Audio

Until this moment we have been dealing with graphics, but another key aspect of every game is audio. This capability is going to be addressed in this chapter with the help of OpenAL (Open Audio Library). OpenAL is the OpenGL counterpart for audio, it allows us to play sounds through and abstraction layer. That layer isolates us from the underlying complexities of the audio subsystem. Besides that, it allows us to “render” sounds in a 3D scene, where sounds can be set up in specific locations, attenuated with the distance and modified according to their velocity (simulating Doppler effect)

LWJGL supports OpenAL without requiring any additional download, it’s just ready to use. But before start coding we need to present the main elements involved when dealing with OpenAL, which are:

• Buffers.
• Sources.
• Listener.

Buffers store audio data, that is, music or sound effects. They are similar to the textures in the OpenGL domain. OpenAL expects audio data to be in PCM (Pulse Coded Modulation) format (either in mono or in stereo), so we cannot just dump MP3 or OGG files without converting them first to PCM.

The next element are sources, which represent a location in a 3D space (a point) that emits sound. A source is associated to a buffer (only one at time) and can be defined by the following attributes:

• A position, the location of the source ($x$, $y$ and $z$ coordinates). By the way, OpenAL uses a right handed Cartesian coordinate system as OpenGL, so you can assume (to simplify things) that your world coordinates are equivalent to the ones in the sound space coordinate system.
• A velocity, which specifies how fast the source is moving. This is used to simulate Doppler effect.
• A gain, which is used to modify the intensity of the sound (it’s like an amplifier factor).

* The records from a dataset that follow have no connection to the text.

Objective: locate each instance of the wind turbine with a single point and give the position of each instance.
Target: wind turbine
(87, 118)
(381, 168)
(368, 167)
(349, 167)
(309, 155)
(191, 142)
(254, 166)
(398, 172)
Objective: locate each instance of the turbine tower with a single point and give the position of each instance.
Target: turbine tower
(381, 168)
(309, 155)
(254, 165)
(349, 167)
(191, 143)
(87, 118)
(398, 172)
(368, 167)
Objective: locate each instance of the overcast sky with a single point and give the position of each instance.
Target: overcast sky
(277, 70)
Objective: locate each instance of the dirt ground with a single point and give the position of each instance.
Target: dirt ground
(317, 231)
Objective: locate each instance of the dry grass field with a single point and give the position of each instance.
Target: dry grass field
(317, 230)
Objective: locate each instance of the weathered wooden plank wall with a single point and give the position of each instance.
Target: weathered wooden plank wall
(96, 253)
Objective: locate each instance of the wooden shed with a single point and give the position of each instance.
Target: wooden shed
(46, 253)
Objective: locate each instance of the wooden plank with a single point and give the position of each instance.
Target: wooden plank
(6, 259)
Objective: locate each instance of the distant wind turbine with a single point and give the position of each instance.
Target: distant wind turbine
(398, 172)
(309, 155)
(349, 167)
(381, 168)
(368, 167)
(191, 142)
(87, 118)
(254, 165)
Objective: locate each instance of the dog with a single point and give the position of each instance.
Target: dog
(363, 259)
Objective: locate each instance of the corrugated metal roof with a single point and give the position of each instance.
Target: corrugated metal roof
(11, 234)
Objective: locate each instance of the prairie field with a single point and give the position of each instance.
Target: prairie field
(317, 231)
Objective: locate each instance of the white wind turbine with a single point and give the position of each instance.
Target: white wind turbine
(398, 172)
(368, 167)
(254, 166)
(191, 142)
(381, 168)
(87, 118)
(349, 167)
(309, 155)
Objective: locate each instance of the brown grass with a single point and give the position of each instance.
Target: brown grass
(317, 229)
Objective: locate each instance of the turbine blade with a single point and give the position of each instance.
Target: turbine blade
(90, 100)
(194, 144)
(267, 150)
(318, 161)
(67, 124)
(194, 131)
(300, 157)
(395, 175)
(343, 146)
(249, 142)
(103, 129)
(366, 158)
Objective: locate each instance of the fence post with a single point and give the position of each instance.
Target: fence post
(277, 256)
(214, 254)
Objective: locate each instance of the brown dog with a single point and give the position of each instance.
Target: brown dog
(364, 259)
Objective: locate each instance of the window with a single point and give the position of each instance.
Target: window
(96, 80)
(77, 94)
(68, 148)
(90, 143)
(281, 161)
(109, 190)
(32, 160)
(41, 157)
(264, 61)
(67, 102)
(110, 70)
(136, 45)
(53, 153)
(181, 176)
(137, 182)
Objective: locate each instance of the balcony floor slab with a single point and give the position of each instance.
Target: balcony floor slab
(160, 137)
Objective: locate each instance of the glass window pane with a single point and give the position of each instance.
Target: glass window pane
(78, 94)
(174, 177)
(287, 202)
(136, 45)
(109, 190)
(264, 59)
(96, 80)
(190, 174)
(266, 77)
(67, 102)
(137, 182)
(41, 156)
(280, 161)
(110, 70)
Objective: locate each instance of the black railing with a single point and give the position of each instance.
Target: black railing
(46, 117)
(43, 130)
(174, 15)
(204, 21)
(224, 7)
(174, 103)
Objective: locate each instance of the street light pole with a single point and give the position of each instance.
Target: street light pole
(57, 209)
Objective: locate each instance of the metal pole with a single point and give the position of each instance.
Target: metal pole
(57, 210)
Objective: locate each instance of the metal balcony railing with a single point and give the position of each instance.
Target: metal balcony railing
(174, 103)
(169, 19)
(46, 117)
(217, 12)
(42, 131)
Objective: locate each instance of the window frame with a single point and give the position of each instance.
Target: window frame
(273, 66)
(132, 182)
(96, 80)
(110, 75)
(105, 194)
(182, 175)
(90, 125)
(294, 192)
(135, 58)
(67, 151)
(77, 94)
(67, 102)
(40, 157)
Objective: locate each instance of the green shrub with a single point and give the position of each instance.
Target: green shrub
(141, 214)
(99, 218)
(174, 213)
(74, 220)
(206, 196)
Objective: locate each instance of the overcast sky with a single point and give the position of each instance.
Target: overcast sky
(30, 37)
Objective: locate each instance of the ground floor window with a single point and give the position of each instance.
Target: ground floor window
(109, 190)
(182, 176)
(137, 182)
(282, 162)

A source has additional attibutes which will be shown later when describing the source code.

And last, but no least, a listener which is where the generated sounds are supposed to be heard. The Listener represents were the microphone is set in a 3D audio scene to receive the sounds. There is only one listener. Thus, it’s often said that audio rendering is done form the listener’s perspective. A listener shares some the attributes but it has some additional ones such as the orientation. The orientation represents where the listener is facing.

So an audio 3D scene is composed by a set of sound sources which emit sound and a listener that receives them. The final perceived sound will depend on the distance of the listener to the different sources, their relative speed and the selected propagation models. Sources can share buffers and play the same data. The following figure depicts a sample 3D scene with the different element types involved.

So, let's start coding, we will create a new package under the name org.lwjglb.engine.sound that will host all the classes responsible for handling audio. We will first start with a class, named SoundBuffer that will represent an OpenAL buffer. A fragment of the definition of that class is shown below.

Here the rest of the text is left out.